Chevron (NYSE:CVX) narrowly topped forecasts on Friday with a 4.2% rise in first-quarter profits, but the second-largest U.S. energy company’s revenue badly trailed Wall Street’s expectations.

San Ramon, Calif.-based Chevron said it earned $6.47 billion, or $3.27 a share, last quarter, compared with a profit of $6.21 billion, or $3.09 a share, a year earlier. Analysts had expected EPS of $3.26.

Revenue inched up less than 1% to $60.7 billion, widely missing the Street’s view of $72.42 billion.

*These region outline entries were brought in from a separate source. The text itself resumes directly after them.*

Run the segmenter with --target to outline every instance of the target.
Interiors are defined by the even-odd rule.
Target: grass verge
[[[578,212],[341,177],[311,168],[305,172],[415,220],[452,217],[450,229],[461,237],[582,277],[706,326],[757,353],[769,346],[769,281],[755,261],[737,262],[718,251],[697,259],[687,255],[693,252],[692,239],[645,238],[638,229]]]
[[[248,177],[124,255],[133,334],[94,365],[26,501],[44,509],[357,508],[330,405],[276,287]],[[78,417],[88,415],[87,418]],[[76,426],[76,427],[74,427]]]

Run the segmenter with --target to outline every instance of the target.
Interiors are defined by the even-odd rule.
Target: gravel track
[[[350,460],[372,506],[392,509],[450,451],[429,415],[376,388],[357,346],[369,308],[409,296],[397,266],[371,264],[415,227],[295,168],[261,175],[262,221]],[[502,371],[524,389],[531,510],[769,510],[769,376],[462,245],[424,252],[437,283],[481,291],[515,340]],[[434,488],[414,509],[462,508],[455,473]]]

“We continued to post strong earnings and healthy cash flows,” CEO John Watson said in a statement. “This has enabled us to both reward our shareholders with a substantial dividend increase, our third in just over a year, and to reinvest in profitable growth projects to help meet rising global energy demand.”

Chevron’s upstream earnings rose to $6.17 billion from $5.98 billion despite a decline in global oil-equivalent production to 2.63 million barrels per day from 2.76 million.

Downstream profits came in at $804 million last quarter, down from $622 million, as refined product sales ebbed to 1.24 million barrels per day.

Shares of Chevron were flat early Friday, and have been stagnant so far this year, off less than 0.2%.

The Chevron report comes a day after ExxonMobil (NYSE:XOM), the world’s largest publicly traded energy company, posted a steeper-than-expected 11% decline in first-quarter profits.